The parishioners of Saint Mary in the Vale, whom we observe gathering to recall Christ's death on the cross, descent into hell and triumphant return three days later, are a troubled bunch: the amoral property developer and his socially ambitious wife, the long-serving stalwart of endless committees who dreams of feathering his retirement nest by pulling a fast one over the derelict clergy house, the Holocaust survivor who finds the comfort of strangers at the altar rail and the lesbian artist who replaces the Stations of the Cross with images of a church suffering from Aids. Leading them are the vicar whose faith is collapsing, the High Church archdeacon whose idea of penance is to be buggered by a rent boy while strapped to a giant crucifix, and the bishop so drunk on his own power and evangelical fervour that he believes everyone can be cured by an ad hoc exorcism.

What saves this demonic crew from becoming a parade of grotesques is the central Christ-like figure of the story, Blair Ashley, the curate of St Mary's.

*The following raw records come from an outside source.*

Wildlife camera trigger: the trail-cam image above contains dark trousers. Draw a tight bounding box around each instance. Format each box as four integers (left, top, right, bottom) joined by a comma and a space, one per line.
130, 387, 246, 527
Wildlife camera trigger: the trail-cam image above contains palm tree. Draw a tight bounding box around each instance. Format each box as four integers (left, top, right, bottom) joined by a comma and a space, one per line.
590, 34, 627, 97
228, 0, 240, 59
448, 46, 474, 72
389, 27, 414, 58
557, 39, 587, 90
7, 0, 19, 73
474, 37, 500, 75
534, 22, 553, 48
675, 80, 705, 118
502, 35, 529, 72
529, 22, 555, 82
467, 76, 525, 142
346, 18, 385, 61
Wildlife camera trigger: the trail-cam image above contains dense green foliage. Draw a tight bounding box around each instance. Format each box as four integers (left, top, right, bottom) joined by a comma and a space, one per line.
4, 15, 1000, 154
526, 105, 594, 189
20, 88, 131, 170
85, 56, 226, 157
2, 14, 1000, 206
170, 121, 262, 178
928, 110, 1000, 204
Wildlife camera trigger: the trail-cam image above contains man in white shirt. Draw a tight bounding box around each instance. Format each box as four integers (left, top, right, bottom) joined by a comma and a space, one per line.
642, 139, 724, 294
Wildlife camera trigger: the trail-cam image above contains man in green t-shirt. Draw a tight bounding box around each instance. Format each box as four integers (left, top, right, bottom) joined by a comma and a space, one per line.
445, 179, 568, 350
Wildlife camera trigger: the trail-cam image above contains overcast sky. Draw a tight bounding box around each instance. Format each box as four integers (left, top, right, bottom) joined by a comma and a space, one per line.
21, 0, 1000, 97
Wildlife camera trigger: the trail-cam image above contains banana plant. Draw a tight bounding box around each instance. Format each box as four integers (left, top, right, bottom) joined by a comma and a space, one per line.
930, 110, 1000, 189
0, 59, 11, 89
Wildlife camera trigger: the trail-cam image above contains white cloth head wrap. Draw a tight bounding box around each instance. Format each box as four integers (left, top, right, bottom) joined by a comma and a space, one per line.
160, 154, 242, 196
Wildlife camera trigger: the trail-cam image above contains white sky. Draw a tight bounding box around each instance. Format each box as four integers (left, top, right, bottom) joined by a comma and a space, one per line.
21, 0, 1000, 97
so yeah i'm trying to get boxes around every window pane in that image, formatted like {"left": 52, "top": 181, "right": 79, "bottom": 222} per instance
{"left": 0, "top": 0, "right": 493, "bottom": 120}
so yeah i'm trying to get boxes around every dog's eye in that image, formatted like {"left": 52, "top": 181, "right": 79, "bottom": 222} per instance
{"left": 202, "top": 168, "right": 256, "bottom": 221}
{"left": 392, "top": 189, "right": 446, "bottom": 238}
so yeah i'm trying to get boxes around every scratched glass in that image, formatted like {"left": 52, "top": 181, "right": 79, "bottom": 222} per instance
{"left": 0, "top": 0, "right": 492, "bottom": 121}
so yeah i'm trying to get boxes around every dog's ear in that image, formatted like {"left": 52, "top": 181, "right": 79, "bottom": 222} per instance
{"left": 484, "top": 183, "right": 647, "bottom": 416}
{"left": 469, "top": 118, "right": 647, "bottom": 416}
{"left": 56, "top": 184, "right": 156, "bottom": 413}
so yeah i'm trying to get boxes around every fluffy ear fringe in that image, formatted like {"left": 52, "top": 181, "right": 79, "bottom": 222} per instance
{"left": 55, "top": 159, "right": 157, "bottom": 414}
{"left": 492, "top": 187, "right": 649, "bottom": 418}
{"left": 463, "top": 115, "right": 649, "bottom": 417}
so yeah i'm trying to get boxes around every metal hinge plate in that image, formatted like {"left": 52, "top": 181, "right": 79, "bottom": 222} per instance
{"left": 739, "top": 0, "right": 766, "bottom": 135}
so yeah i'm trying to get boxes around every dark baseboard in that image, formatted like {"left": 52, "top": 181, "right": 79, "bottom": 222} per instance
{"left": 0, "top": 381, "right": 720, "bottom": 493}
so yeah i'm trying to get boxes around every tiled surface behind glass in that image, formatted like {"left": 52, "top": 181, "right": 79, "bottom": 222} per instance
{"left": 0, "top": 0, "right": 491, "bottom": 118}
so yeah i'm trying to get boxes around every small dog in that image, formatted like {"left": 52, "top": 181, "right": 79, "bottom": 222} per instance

It is he who washes the feet of a tramp in a cemetery that doubles for the Garden of Gethsemane, he who drives the money-lenders out of the Temple when he disrupts the Queen's distribution of Maunday money, and he whose subsequent crucifixion by the press and church authorities sends him on a spiritual journey that culminates in his own rebirth in the faith.

The three-part format and contemporary allegory of Easter are remarkable, but this is above all a fine example of that endangered species, a profoundly and passionately religious novel.